Actually, I’m surprised that the West Side Story soundtrack didn’t beat out the original caster; after all, the film recording was on the charts for 144 weeks — that’s nearly three years — with an astonishing 54 weeks in the number one spot. I would have thought that voters would have felt enough respect and nostalgia to put it on the list.

Also listed are three revival cast albums — Anything Goes (1987), Follies in Concert (1985), and Guys and Dolls (1992) — and one studio cast recording, the heavenly, three-disc, 1989 Show Boat. And though no cast album of Porgy and Bess is listed, two jazz interpretations — one by Harry Belafonte and Lena Horne, another by Miles Davis and Gil Evans — show up.

Notable omissions? I’m surprised that Jerry Herman made the list with Mame but not with Hello, Dolly!, an album that spent the summer of 1964 — prime time for The Beatles, remember! — in the number one spot. (Mame peaked at number 23.) Ironically, Louis Armstrong’s Hello, Dolly! album is listed. And can the omission of every Man of La Mancha recording — including that of the recent flop revival — suggest that the public is finally catching wise to this wildly overrated show?

Anyway, if you add in Streisand’s The Broadway Album and Back to Broadway as well as Rosemary Clooney Sings the Music of Cole Porter, that’s an even 60, which means that 6% of the albums had a Broadway pedigree. I’d call that decent, considering the limited exposure that show music gets. And I’m not counting stage musical albums that had prequel-ish movie soundtracks — Beauty and the Beast, Footloose, Gigi, The Lion King, Meet Me in St. Louis, Really Rosie, Saturday Night Fever, Singin’ in the Rain. Nor have I counted the concept albums of Jesus Christ Superstar and The Who’s Tommy‘s or the 1987 recording of La Bohème. Finally, don’t make the mistake of assuming that the Breakfast at Tiffany’s listed by Zagat is the recent studio cast album of the 1966 debacle; it is, of course, the soundtrack from the 1961 movie with that charming score by Henry Mancini.

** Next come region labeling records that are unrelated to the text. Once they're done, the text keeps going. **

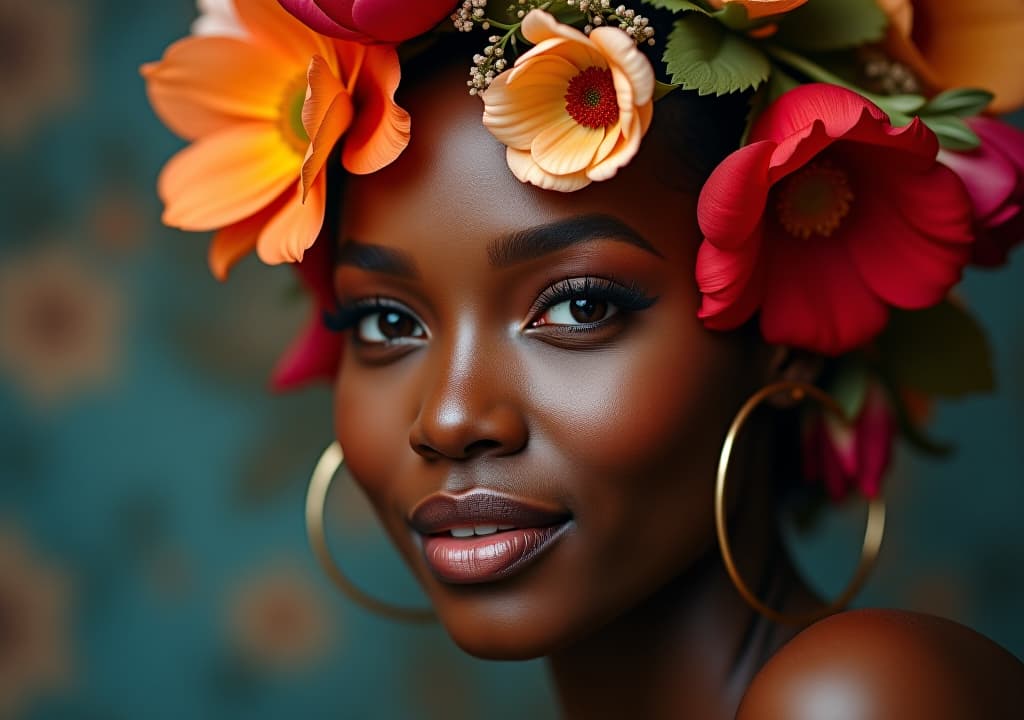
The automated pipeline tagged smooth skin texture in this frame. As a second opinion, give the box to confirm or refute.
[335,63,1024,720]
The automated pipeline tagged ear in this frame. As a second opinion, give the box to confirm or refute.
[764,345,825,408]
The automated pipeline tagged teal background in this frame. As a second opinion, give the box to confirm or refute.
[0,0,1024,720]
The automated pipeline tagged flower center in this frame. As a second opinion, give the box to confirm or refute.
[565,66,618,128]
[278,75,309,155]
[777,160,853,240]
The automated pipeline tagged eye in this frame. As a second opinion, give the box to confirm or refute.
[534,296,618,326]
[529,278,656,330]
[324,297,427,347]
[354,308,427,345]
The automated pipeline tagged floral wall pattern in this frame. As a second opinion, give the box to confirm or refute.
[0,0,1024,720]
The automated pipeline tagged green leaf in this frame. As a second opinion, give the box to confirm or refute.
[772,0,889,52]
[711,2,751,30]
[827,357,868,422]
[739,66,800,146]
[880,374,954,458]
[870,95,926,115]
[643,0,711,15]
[878,301,995,397]
[654,80,679,102]
[921,87,994,118]
[663,12,771,95]
[921,115,981,151]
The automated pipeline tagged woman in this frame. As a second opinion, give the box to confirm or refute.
[147,0,1024,720]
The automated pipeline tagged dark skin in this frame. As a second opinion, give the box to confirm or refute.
[335,66,1020,720]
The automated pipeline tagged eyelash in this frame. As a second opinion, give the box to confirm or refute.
[324,278,657,342]
[530,278,657,332]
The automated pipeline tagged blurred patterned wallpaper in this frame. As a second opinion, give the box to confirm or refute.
[0,0,1024,720]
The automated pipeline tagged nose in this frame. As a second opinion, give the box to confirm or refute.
[409,337,529,460]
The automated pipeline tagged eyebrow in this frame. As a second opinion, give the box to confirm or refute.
[336,214,664,279]
[487,214,664,267]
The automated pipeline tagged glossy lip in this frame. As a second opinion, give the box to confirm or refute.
[409,489,571,535]
[410,490,572,585]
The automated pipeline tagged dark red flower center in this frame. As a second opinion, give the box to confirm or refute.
[565,66,618,128]
[776,160,853,240]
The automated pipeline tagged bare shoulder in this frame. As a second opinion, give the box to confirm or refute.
[736,609,1024,720]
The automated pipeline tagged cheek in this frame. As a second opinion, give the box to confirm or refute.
[544,319,744,573]
[334,353,410,511]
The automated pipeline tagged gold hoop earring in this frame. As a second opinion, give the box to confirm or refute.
[715,382,886,625]
[306,442,436,623]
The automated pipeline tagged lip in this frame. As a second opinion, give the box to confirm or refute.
[410,490,571,585]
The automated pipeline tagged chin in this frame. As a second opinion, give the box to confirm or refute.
[434,588,586,661]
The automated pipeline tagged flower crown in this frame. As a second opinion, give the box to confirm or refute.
[142,0,1024,497]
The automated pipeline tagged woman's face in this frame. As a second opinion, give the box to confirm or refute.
[335,63,757,659]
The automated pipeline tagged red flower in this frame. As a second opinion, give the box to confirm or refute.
[804,385,897,501]
[696,84,973,355]
[270,233,342,391]
[279,0,456,44]
[939,118,1024,267]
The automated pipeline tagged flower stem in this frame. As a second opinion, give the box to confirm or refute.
[762,43,867,95]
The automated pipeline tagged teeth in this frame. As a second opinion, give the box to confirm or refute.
[450,525,515,538]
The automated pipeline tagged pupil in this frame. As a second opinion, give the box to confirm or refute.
[569,298,608,323]
[377,312,413,339]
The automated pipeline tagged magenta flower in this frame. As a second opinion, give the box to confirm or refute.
[804,385,897,501]
[279,0,456,44]
[939,118,1024,267]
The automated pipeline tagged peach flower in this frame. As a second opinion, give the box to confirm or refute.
[879,0,1024,113]
[481,10,654,193]
[711,0,807,20]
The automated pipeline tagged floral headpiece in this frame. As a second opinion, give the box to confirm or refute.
[142,0,1024,497]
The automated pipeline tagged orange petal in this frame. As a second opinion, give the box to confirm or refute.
[256,173,327,265]
[911,0,1024,113]
[209,192,291,282]
[341,45,411,175]
[481,56,578,150]
[590,28,654,105]
[234,0,334,68]
[587,102,654,181]
[142,37,301,140]
[505,147,590,193]
[158,122,302,231]
[302,55,352,201]
[530,115,604,175]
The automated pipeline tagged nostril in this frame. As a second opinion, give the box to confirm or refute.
[463,439,502,458]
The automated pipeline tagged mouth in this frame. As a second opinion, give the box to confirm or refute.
[410,490,571,585]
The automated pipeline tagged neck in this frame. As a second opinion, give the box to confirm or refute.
[549,438,815,720]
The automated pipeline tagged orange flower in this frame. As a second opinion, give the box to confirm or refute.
[481,10,654,193]
[879,0,1024,113]
[710,0,807,20]
[142,0,410,279]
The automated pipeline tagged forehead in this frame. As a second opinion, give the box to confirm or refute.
[341,65,698,258]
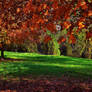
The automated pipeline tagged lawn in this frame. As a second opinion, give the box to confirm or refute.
[0,52,92,78]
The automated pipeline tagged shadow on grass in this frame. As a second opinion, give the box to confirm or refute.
[0,52,92,77]
[0,62,92,77]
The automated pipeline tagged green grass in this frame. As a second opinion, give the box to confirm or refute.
[0,52,92,78]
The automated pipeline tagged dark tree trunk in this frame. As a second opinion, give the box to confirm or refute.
[1,42,4,60]
[1,49,4,59]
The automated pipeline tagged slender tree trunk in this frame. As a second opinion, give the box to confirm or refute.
[1,42,4,60]
[1,49,4,59]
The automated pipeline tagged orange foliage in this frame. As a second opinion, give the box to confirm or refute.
[44,35,52,43]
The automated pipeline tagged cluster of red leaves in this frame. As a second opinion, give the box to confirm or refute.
[44,35,52,43]
[0,77,92,92]
[58,37,66,44]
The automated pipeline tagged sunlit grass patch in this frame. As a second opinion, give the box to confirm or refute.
[0,52,92,78]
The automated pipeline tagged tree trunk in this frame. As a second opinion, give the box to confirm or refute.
[1,49,4,59]
[67,44,73,56]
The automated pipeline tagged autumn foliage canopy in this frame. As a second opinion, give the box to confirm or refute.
[0,0,92,44]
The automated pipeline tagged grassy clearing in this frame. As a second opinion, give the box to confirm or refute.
[0,52,92,78]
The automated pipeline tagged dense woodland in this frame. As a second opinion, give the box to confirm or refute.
[0,0,92,58]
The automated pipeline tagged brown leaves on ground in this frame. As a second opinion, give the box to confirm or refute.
[0,77,92,92]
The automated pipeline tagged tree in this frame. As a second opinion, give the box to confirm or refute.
[0,0,92,58]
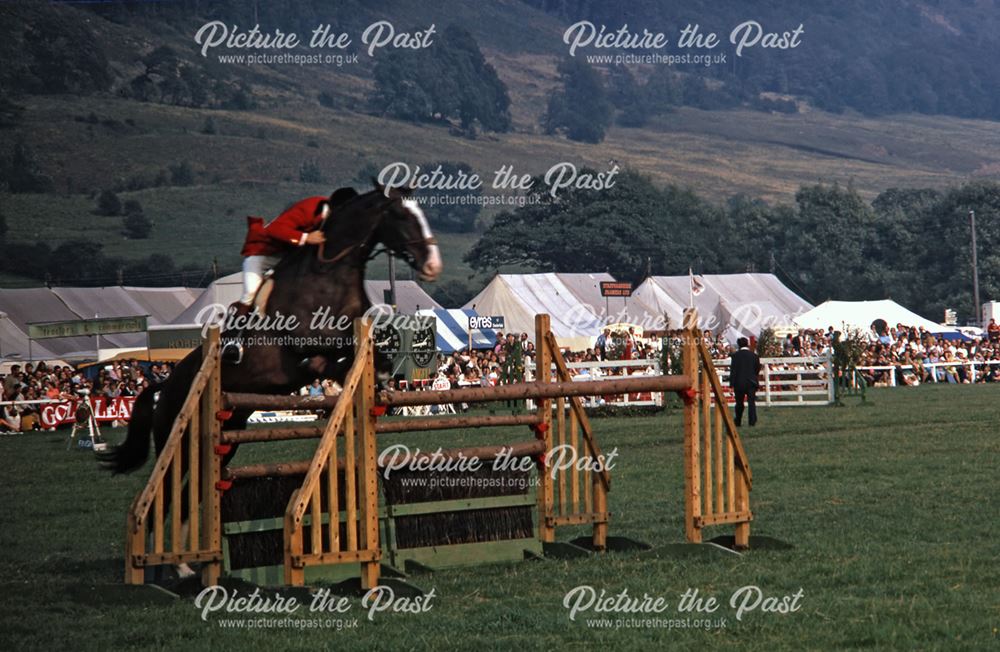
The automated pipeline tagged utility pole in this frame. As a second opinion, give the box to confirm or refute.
[389,253,396,310]
[969,210,982,326]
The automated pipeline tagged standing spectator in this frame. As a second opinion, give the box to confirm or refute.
[986,319,1000,345]
[597,328,611,360]
[729,337,761,427]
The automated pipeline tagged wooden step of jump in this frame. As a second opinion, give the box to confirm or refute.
[376,375,691,407]
[222,439,545,480]
[222,392,337,411]
[222,414,543,444]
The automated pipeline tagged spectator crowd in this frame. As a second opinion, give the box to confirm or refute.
[0,360,170,433]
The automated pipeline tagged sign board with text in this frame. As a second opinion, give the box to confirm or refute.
[28,315,148,340]
[149,324,202,349]
[601,281,632,297]
[469,315,506,331]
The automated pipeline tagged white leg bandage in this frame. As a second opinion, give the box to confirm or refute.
[240,256,281,306]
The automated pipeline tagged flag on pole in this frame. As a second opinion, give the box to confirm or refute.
[688,267,705,308]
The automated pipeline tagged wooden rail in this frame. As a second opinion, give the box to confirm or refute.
[377,374,691,407]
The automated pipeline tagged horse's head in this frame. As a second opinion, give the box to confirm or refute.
[320,184,442,281]
[375,184,442,281]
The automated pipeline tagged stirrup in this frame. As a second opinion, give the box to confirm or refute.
[219,339,243,364]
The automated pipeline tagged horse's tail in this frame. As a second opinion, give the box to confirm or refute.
[98,382,163,474]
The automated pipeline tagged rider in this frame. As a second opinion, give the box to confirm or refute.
[222,188,357,364]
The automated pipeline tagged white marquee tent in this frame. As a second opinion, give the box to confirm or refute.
[795,299,957,333]
[633,274,812,342]
[463,273,600,350]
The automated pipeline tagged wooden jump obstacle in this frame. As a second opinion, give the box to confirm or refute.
[125,310,752,588]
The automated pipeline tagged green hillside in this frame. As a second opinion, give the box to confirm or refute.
[0,0,1000,296]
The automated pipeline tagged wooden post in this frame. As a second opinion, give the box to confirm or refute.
[200,326,222,586]
[698,369,721,516]
[535,314,556,543]
[681,308,702,543]
[284,489,306,586]
[354,319,381,589]
[125,508,146,584]
[735,469,750,550]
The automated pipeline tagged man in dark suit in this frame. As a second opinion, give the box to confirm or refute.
[729,337,760,426]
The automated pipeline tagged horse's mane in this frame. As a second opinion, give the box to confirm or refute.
[274,189,393,274]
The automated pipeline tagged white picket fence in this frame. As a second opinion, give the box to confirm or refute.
[527,356,834,407]
[858,360,1000,387]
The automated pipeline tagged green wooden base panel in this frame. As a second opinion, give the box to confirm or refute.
[388,537,542,570]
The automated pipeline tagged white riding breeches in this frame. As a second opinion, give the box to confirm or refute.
[240,256,281,306]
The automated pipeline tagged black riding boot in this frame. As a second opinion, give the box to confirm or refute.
[220,301,253,364]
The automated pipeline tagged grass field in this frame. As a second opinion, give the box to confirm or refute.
[0,386,1000,650]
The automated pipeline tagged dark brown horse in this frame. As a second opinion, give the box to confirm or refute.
[101,187,441,476]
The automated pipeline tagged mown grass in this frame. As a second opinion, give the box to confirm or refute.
[0,386,1000,650]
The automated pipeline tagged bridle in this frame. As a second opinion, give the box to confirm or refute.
[316,201,437,265]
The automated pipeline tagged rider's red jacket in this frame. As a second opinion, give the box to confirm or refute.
[240,197,330,256]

Yet there is a little more Broadway to be found between the Zagat pages. Every album’s listing also includes the title of one famous cut, so some Broadway songs are mentioned as being included on secular albums: “As Time Goes By” (the Sleepless in Seattle soundtrack), “He Loves and She Loves” (the Manhattan soundtrack), “I’ll Never Fall in Love Again” (Burt Bacharach’s Greatest Hits), “The Lady is a Tramp” (An Evening with Lena Horne), “Memory” (Barbra Streisand: Memories), “My Funny Valentine” (Chet Baker Sings), and “Vienna” (Linda Eder: It’s No Secret Anymore). Even Herb Alpert’s Whipped Cream and Other Delights benefited from Broadway via “A Taste of Honey,” a movie song that would have never been written had not Shelagh Delaney penned the play A Taste of Honey in the first place. I’ll count that as one of ours — but I’ll eschew the “If” that’s listed as being on a Janet Jackson album for I assume it’s not the Styne, Comden, and Green song from Two on the Aisle.

The one-listed-song-per-entry format is used for the Broadway albums, too. Now, one could have predicted that Annie‘s would be “Tomorrow” and Rent‘s would be “Seasons of Love,” but would you have chosen “One” for A Chorus Line? Sure, it’s a fairly well-known song, but wouldn’t you have opted for “What I Did for Love” instead? Perhaps George-Warren and all of her 10,600 voters are Edward Kleban sympathizers!